Biographical Sketch of Hannah St. Clair Lind Hemphill Coleman

Biographical Database of NAWSA Suffragists, 1890 - 1920

Biography of Hannah St. Clair Lind Hemphill (Mrs. M. T.) Coleman, 1872-1968

By April Akins, University Archivist, Lander University, Greenwood, South Carolina

President of South Carolina Federation of Women's Clubs, President of South Carolina Equal Suffrage League

Hannah St. Clair Lind Hemphill was born April 17, 1872, in Abbeville, South Carolina to General Robert R. and Eugenia Brewton Hemphill. She attended Abbeville High School.

On January 27, 1892, Hannah married Martin Teague Coleman. The couple had four children: Robert, Lavenia Teague, Eugenia Cornelia, and James Finlay (who would die while serving in the US Army Signal Corps during World War II). Hannah was a member of the Methodist church. Hannah was the assistant editor of the Abbeville Medium from 1889-1892.

Hannah followed in her father's footsteps to champion woman suffrage. General Hemphill, a hero to South Carolina suffragists, was a champion of women's rights during the 1890s. His brother James Hemphill, editor of the Charleston News and Courier, also supported woman suffrage. Both men supported an effort to include female enfranchisement at the South Carolina constitutional convention in 1895. That year General Hemphill delivered an address before the National American Woman Suffrage Association convention in Atlanta, Georgia. This was the first time that a NAWSA conference was held in the South – part of an extensive effort by national suffrage leaders and southern suffragists to bring the South into the movement. As a former Confederate officer, General Hemphill's support was extremely welcome as suffragists fought southern white prejudice against the woman suffrage movement as an offshoot of the radical northern anti-slavery movement. He also introduced a bill into the South Carolina senate to change the constitution to allow women to vote.

Hannah was very active in the community holding the position of president of the South Carolina Federation for Women's Club, the Abbeville Civic Club, and the Abbeville Music Club.
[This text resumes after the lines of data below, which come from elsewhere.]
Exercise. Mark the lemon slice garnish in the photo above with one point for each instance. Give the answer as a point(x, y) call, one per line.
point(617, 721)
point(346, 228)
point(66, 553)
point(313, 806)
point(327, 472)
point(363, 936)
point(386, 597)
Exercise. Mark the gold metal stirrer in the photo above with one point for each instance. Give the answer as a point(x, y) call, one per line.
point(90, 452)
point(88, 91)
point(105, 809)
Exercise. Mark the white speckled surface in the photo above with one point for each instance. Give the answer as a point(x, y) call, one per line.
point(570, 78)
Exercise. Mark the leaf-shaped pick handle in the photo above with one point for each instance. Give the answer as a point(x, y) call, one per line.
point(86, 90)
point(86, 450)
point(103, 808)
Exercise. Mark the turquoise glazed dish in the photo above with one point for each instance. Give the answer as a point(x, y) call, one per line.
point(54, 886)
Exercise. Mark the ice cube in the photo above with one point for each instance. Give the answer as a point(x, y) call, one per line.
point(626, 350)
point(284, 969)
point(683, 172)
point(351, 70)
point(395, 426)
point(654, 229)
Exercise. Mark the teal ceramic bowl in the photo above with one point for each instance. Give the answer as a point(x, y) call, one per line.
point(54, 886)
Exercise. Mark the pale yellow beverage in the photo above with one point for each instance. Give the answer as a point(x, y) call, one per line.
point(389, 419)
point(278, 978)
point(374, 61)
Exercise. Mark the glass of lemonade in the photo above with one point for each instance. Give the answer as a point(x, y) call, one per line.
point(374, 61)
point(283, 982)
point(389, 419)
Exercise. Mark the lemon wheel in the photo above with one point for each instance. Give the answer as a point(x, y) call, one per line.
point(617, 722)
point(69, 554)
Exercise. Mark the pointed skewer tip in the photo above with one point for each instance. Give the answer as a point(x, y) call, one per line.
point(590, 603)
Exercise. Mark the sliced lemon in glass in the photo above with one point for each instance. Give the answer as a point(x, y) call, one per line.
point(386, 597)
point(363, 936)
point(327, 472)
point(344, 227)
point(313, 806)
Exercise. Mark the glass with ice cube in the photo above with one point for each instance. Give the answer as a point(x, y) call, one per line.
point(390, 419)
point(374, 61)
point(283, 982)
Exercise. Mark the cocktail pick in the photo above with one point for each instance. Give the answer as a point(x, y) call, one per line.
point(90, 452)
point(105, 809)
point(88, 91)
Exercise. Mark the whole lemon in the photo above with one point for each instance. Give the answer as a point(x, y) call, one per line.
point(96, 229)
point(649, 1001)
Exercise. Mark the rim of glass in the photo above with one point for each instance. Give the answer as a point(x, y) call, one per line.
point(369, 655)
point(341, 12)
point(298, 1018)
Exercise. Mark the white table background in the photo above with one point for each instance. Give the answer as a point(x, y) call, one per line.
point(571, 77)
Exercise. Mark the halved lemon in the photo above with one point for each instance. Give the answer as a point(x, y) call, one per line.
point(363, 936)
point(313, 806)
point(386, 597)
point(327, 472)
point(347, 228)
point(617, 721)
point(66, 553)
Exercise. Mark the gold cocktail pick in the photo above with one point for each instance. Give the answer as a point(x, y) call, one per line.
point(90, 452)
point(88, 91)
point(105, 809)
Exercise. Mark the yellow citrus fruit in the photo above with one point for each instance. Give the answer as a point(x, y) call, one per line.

When the Spartanburg Herald sponsored a special edition on March 30, 1913 devoted to women's rights, she wrote an article urging the women of the state to prepare themselves for the full responsibilities of citizenship.

On May 15, 1914, the South Carolina Equal Suffrage League was organized and Hannah was elected president. At that time she was the retiring president of the South Carolina Federation of Women's Clubs. In October 1915, Hannah declined continuing as president of the League.

Hannah was a member of the commission appointed by Governor Benjamin R. Tillman to investigate and report advisability of establishing industrial school for girls, as result of whose report Winthrop College was established. According to the 1920 census record, she was a secretary for the Red Cross.

Hannah died on November 17, 1968 and is buried with her parents and husband in Melrose Cemetery in Abbeville, South Carolina.

Sources:

Capt. James Finley Coleman. www.findagrave.com/memorial/55923428/james-finley-coleman(accessed 3 July 2018).

Gen Robert Reid Hemphill. www.findagrave.com/memorial/66570447/robert-reid-hemphill (accessed 3 July 2018).

Hannah St. Clair Lind Coleman. www.findagrave.com/memorial/86453998/hannah-st._clair-coleman (accessed 3 July 2018).

Hannah H Coleman. ancestry.com (accessed 3 July 2018).

Hannah Hemphill Coleman (Mrs. M.T. Coleman), candidate for the office of Judge of Probate of Abbeville County, asks your support on the following grounds. (1920). Place of publication not identified: publisher not identified.

Leonard, J. W. (1914). Woman's Who's Who of America: A Biographical Dictionary of Contemporary Women of the United States and Canada, 1914 - 1915.

Martin Teague Coleman. www.findagrave.com/memorial/86453917/martin-teague-coleman (accessed 3 July 2018).

Antoinette Elizabeth Taylor, “South Carolina and the Enfranchisement of Women: The Later Years.” (1979). The South Carolina Historical Magazine,80(4). Retrieved from www.jstor.org/stable/27567577

Marjorie Spruill Wheeler, New Women of the New South: The Leaders of the Woman Suffrage Movement in the Southern States, Oxford University Press, 1995, 116-18.